Last updated: 2011-12-15

I am passionate about user interface. After all, user interfaces (UI) are what link me to the human-made world. Looking at everyday objects or devices, I am sometimes happy to see well designed UI, and often disappointed by poorly thought out UI. This essay collects my observations from my interactions with different types of UI.

Bluetooth Headset On and Off Switch

Jabra Supreme Headset First, I believe this design originated from Motorola. I encounter this design first hand with my Jabra Supreme headset which I use with my iPhone. The mike boom is folded when not in use. Not only that will protect the boom and make the headset easier to store, it automatically switches the device off. Flipping the boom out automatically switches the device on.

Sunroof Dial Control

Audi Moonroof Jog Dial This is one of my favorite UI design. On Audi's, the sunroof control is a dial. How far you turn the dial from the close position sets the openning width of the sunroof. But since the dial is digital, or by-wired, you can turn and set the width quickly by turning the dial, and the actual sunroof will open to that width slowly via it's motor. You don't have to hold a "open" button down and wait for the sunroof to reach your desire openning width. This UI allows you to keep your hands on the steering wheel.

Time Adjustments

These days many devices have a clock on them. Microwaves, ovens, thermostats, clocks, VCR's are some examples. One class of device have a numeric keypad because the keypad is used for other purpose. For example, microwaves typically have a keypad to enter cooking time.
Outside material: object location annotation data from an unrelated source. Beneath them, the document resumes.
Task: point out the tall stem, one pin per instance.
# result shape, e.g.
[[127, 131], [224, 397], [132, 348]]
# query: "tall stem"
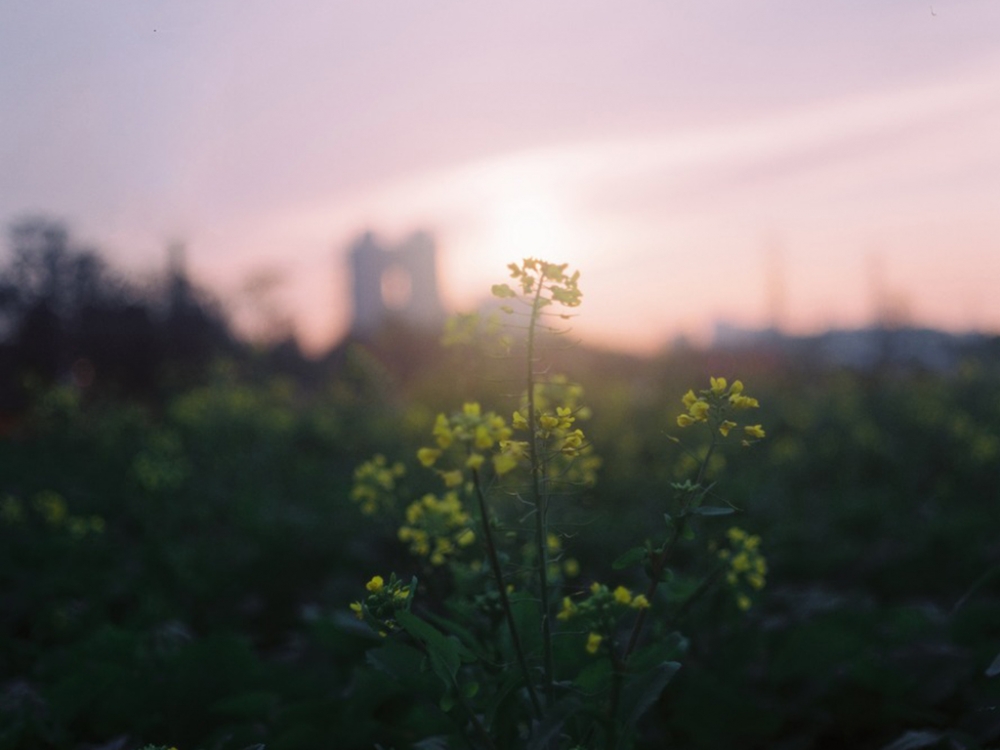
[[660, 562], [539, 494], [491, 552]]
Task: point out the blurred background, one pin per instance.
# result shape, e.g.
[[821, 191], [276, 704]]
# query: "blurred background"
[[765, 164], [233, 232]]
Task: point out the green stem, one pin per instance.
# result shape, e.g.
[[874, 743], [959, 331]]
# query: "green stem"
[[660, 563], [539, 494], [491, 552], [480, 729]]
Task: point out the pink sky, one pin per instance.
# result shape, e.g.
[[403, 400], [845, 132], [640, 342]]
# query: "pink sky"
[[688, 157]]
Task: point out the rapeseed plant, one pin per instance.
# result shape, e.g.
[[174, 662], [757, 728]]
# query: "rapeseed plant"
[[515, 645]]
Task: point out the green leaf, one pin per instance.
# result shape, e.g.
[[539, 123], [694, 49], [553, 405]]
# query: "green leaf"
[[545, 731], [994, 669], [643, 691], [396, 660], [914, 740], [444, 651], [633, 557], [711, 510]]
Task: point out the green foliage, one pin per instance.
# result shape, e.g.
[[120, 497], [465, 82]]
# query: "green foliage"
[[181, 575]]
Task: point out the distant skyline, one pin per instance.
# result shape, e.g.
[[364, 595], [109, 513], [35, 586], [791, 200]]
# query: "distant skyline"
[[812, 164]]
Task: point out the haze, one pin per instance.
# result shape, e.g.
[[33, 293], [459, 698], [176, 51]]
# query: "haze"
[[805, 165]]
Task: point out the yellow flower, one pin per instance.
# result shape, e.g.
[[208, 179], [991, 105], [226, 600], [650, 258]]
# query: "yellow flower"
[[465, 538], [484, 439], [442, 431], [623, 595], [504, 463], [699, 410], [725, 427]]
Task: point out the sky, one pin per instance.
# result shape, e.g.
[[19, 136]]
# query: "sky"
[[774, 162]]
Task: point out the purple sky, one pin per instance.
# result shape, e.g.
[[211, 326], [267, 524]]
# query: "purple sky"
[[699, 160]]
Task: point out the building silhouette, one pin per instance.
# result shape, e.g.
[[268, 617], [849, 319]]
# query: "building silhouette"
[[394, 283]]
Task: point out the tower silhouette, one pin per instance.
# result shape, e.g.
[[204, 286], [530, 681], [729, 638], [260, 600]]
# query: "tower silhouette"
[[394, 283]]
VCR remotes may have a keypad if it is a combination remote that also control a TV. The keypad is used to access channels directly.

The other class of devices only have directional buttons -- either a pair of "up/down" buttons, a single "advance" button, or a jog dial. Up/Down buttons are the common UI. For example, my alarm clock, mini stereo system and thermostats all have a pair of up/down buttons. On some devices, holding down the direction button for a little time, and the time adjustment advances faster. This allow you to zoom quickly to close in on the target time, then single clicking the button will advance the clock until the desire time is reached. Devices that does not have two direction button, but a single advance button, make it very painful to go back if you shoot pass the target time.